Ce qui s’est passé pendant cette soirée de dimanche soir au stade du 1er -Novembre de Tizi-Ouzou où l’attaquant de la JS Kabylie, Albert Ebossé, a trouvé la mort après avoir été atteint à la tête par un projectile lancé à partir des tribunes, n’est qu’un signal rouge d’une violence qui s’installe d’une manière durable chez nos jeunes.

La violence est en phase de devenir un véritable fléau qui gangrène la société algérienne si les autorités compétentes ne parviennent pas à désamorcer cette bombe à retardement. Elle est déjà enracinée chez des milliers de jeunes. Pis, elle est déjà présente dans les écoles, les milieux urbains, les administrations et les stades.

La violence est en train de gagner du terrain. Ce qui s’est passé au stade du 1er -Novembre n’est que la goutte qui a fait déborder le vase. Un signal pour les autorités compétentes qui mesurent la dangerosité du phénomène. L’ « assassinat » d’Albert Ebossé n’est qu’un exemple de ce qui se passe dans les quartiers de certaines villes du pays.

Si le joueur camerounais a été tué d’une pierre lancée par un supporter, d’autres jeunes sont tués avec des armes blanches dans des affaires de règlements de compte ou lors d’agressions. Un bilan noir dressé par les services de sécurité durant l’année témoigne de cette violence en cascade. Ce bilan donne froid dans le dos. La violence a engendré depuis janvier dernier la mort de 170 personnes, et ce à travers des crimes de sang.

Les brigades criminelles de la police et de la gendarmerie sont dépassées par les affaires de crimes. Chaque mois, elles traitent une moyenne de 25 affaires liées aux homicides volontaires.

La DGSN a tiré, à plusieurs reprises, la sonnette d’alarme suite aux agressions qui se sont déroulées depuis le début de l’année.
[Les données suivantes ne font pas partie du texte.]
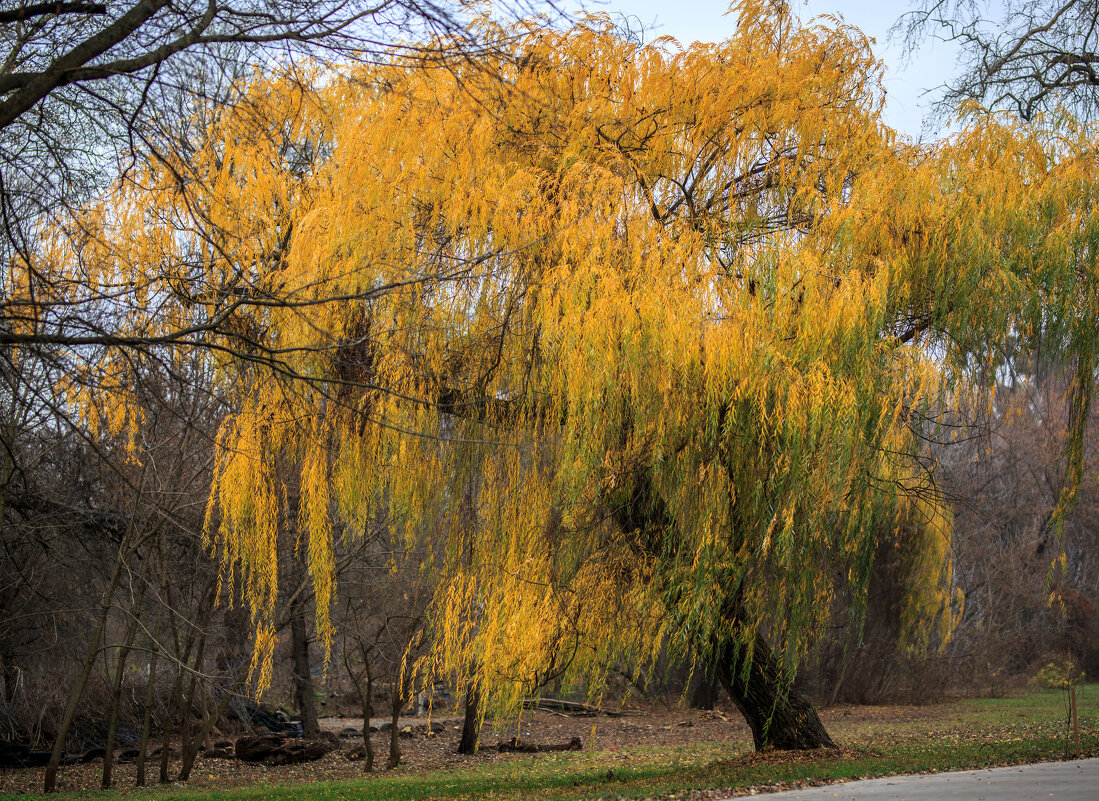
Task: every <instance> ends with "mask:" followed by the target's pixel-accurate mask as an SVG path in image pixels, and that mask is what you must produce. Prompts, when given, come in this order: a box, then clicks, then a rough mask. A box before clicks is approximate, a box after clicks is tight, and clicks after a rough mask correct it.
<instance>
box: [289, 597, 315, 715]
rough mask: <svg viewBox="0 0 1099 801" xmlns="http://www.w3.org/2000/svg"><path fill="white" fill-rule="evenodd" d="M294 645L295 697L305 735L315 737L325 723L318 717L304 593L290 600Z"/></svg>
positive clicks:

Certes, les auteurs de crimes sont arrêtés, traduits devant la justice et emprisonnés. Mais d’autres criminels surgissent et recourent aux agressions qui, souvent, finissent mal, c’est-à-dire par la mort de la victime. Il est grand temps de mettre fin à cette violence en durcissant par exemple les lois et les peines contre les criminels qui n’hésitent pas à tuer pour… 500 dinars.

Tué pour 3 000 DA

Le 12 août passé, les enquêteurs de la police judiciaire de Chéraga ont traité un crime de sang dont a été victime une jeune personne résidant dans ladite commune. Agée de 32 ans, elle a été tuée d’un coup de couteau par son ami, âgé quant à lui de 24 ans. L’enquête menée par les policiers a permis d’identifier l’auteur du crime avant d’être interpellé dix jours après le forfait. L’interrogatoire auquel a été soumis le meurtrier a permis aux policiers de connaître les causes de cette affaire. Le jeune de 24 ans a tué son ami pour 3 000 DA. Une somme que devait lui remettre le défunt, mais ayant dépassé le délai prévu, le jeune de 24 ans n’a pas hésité, dans sa colère, à asséner des coups de couteau à sa victime.

Ce genre de meurtre se produit presque quotidiennement à travers le pays. Les règlements de compte se sont propagés et la liste des personnes assassinées ne cesse de s’allonger. Pour le seul mois de juillet dernier, les brigades criminelles relevant de la Sûreté d’Alger ont traité 17 crimes de sang ayant conduit à l’arrestation de 24 présumés auteurs (tous placés sous mandat de dépôt), identifiés à partir de tests ADN, avait indiqué la DGSN.

Selon la Sûreté nationale, sept affaires d’homicides volontaires ont été élucidées par les éléments desdites brigades, ce qui a permis, en outre, l’interpellation de 14 présumés auteurs, tandis que dix autres affaires liées à des homicides involontaires ont été également traitées durant la même période et ayant conduit à l’arrestation de 14 autres présumés.